France

Voyager en train vers l’Europe depuis la France est « un cauchemar ».

Réseau Action Climat a examiné les 31 liaisons aériennes les plus empruntées entre la France et l’Europe, constatant que seulement neuf sont desservies par un train direct. Selon le rapport, « plus de 70 % des trajets étudiés » impliquent un risque de correspondance en raison de retards.

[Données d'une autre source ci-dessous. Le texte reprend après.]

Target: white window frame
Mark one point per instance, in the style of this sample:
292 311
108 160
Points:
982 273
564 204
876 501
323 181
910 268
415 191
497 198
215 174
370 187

Peu de trains directs, billets introuvables et risques de retards… Selon un rapport de Réseau Action Climat, qui a étudié les 31 liaisons aériennes les plus fréquentées entre la France et l’Europe ainsi que leurs alternatives ferroviaires, le constat est clair.

Voyager à travers l’Europe depuis la France en choisissant cette option plus écologique est décrit comme « un cauchemar » pour les voyageurs ayant des correspondances. Ce rapport, intitulé « Voyager en train en Europe, un casse-tête pour les passagers », met en lumière les divers obstacles auxquels sont confrontés les usagers.

Correspondance risquée

Dans son analyse, l’association souligne l’insuffisance des trains directs vers l’Europe. Sur les 31 liaisons examinées, seulement neuf sont assurées par train direct et quatre ne peuvent pas être effectuées en une journée. Même pour les trajets directs, la disponibilité reste largement inférieure à la demande, avec seulement deux trains reliant Paris à Barcelone chaque jour, alors que les compagnies aériennes proposent « 8 fois plus de sièges » que la SNCF.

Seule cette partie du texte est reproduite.